Russia’s reaction to this package is instructive. President Vladimir Putin and Foreign Minister Sergei Lavrov both supported this proposal (RIA-Novosti, June 2). Some Russian media even went so far as to say that Iran’s failure to accept these terms would be “disastrous” or that the package represented Iran’s “last chance” (Rossiya TV, RTR Channel One, June 2).
However beneath this apparent agreement Moscow continues to resist U.S. policy. Putin has stated his opposition to the invocation of sanctions, which he called “premature,” as well as his opposition to the use of force “under any circumstances” (RIA-Novosti, June 2). Although Lavrov supports the idea of bilateral talks between Washington and Tehran, he also said that the term “sanctions” appears nowhere and the agreement rules out the use of force (Itar-Tass, June 2; Nezavisimaya gazeta, June 5; Interfax, June 4, 5).
Thus if Iran refuses the agreement, the parties would go back to the UN Security Council, but it is most likely that Russia would continue to oppose any penalty for Iran’s violation of the Non-Proliferation Treaty (Kommersant, June 2). In other words, Moscow’s opposition to any enforcement of the treaty and genuine pressure upon Iran remains unyielding. In fact, Lavrov is trying to expand Iran’s status in world politics by urging its cooperation with the Black Sea states (IRNA, June 6). Therefore it is not surprising that British commentators are “perplexed” by his statements, and that other Western diplomats fear this agreement will enable Iran, with Russian support, to string out future talks for a very long time while further developing its nuclear weapons (New York Times, June 2).
Lavrov also carefully distanced Russia from Washington’s compromise, saying it is not known why America acted now, and he is clearly skeptical about the shift reflecting any substantive change in Washington’s real position. Indeed, he carefully evaded saying that Iran should give a yes-or-no answer. Instead he wants Tehran to make “a constructive response.” In other words what is important is to play for time and to enhance Russia’s status in the region and in the “Big Five,” so that its power to veto further American initiatives remains unchecked. Iran’s nuclearization is evidently a secondary consideration. Lavrov insisted that the six powers devise a unified position for future talks that is acceptable to Iran, not prevent Iran’s access to modern technology, and assuage international anxiety about its nuclearization (Asia Times Online, June 6).

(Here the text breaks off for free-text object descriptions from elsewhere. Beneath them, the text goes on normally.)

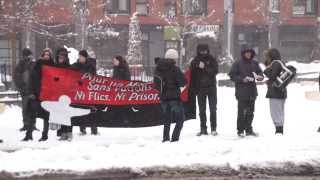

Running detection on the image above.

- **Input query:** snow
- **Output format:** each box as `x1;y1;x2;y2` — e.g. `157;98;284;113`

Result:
1;83;320;175
64;46;79;65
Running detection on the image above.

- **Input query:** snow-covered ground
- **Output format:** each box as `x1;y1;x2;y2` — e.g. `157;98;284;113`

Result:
1;82;320;176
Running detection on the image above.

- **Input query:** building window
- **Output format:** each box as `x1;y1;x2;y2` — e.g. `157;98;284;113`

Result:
182;0;207;15
293;0;317;16
136;0;148;15
165;0;176;19
106;0;130;14
270;0;280;12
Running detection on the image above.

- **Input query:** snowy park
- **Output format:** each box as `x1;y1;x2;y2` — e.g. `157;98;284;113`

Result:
1;74;320;178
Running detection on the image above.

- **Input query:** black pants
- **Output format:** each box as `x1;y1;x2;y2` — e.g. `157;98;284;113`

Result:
79;109;98;134
161;100;185;141
21;96;34;129
30;100;50;136
197;86;217;133
237;100;255;133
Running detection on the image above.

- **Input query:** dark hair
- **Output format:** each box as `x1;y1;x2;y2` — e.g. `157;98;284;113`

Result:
55;47;70;65
79;50;88;59
114;56;128;66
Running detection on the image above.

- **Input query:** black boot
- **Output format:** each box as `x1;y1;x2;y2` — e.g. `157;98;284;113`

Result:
0;139;3;143
39;133;48;142
22;131;33;141
275;126;283;135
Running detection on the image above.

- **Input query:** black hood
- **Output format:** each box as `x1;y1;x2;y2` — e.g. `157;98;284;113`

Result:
241;48;256;60
197;44;210;56
268;48;281;61
55;47;70;66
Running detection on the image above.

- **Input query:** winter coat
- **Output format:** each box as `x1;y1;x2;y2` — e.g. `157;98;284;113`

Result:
113;63;131;81
13;57;35;96
263;49;287;99
31;59;55;99
154;59;187;101
228;49;264;101
190;44;218;92
72;61;96;74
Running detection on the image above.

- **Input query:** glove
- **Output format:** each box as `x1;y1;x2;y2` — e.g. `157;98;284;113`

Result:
243;76;255;83
28;94;36;100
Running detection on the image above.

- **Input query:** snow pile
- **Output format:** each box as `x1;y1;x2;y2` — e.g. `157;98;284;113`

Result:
64;46;79;64
1;83;320;174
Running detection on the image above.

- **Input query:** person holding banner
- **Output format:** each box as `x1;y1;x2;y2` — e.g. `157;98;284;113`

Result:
53;48;73;141
72;50;99;136
26;48;55;141
112;56;131;81
154;49;187;142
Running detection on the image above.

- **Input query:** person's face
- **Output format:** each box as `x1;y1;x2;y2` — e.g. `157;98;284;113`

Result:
113;58;120;66
58;55;66;64
79;55;86;64
43;52;50;61
199;50;208;56
244;52;253;60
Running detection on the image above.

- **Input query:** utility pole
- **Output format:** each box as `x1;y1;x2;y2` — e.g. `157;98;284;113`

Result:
224;0;234;62
268;0;280;48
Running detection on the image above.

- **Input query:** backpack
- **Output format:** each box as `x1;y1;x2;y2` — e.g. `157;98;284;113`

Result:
272;60;296;89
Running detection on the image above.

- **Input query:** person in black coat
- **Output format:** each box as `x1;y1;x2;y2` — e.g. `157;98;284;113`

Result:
23;48;55;141
72;50;98;136
190;44;219;136
51;48;74;141
228;48;264;137
154;49;187;142
263;48;287;135
112;56;131;81
13;48;36;132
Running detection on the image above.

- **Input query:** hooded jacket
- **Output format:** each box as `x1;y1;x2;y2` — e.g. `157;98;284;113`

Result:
228;48;264;101
72;58;96;74
264;48;287;99
190;44;218;92
13;51;35;96
154;59;186;101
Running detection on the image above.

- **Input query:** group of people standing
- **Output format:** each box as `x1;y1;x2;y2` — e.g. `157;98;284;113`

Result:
154;45;289;143
9;47;131;142
0;44;288;144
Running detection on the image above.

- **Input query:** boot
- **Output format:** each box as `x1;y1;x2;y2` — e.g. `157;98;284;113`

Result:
0;139;3;143
275;126;283;135
39;133;48;142
91;127;98;135
66;133;73;141
58;133;68;141
22;131;33;141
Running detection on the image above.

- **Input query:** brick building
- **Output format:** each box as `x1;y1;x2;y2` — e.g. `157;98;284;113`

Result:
0;0;319;77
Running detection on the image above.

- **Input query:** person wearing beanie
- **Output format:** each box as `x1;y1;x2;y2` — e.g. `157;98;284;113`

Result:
153;49;187;142
190;44;219;137
264;48;287;135
71;49;98;137
21;48;56;142
13;48;36;134
228;47;264;137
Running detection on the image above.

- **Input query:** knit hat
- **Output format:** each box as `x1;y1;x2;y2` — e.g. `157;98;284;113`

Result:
22;48;33;58
164;49;179;60
79;50;88;58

These statements suggest a continuing determination to frustrate all American initiatives vis-à-vis Iran, which are increasingly being narrowed to either accepting a nuclear Iran or confronting Iran with force, probably unilaterally. Obviously both alternatives are unpalatable to Washington, but the White House lacks both international support for taking on Iran and is encumbered with the unending war in Iraq. Veteran Russian analyst George Mirsky has commented that not only did Washington run into a dead end with Moscow and Beijing, Iran clearly remains adamant about building a nuclear weapon and will defy everyone. Ultimately, Mirsky observed, only Israel will be able, willing, or feel impelled to stop Iran (Russian Center TV, June 1).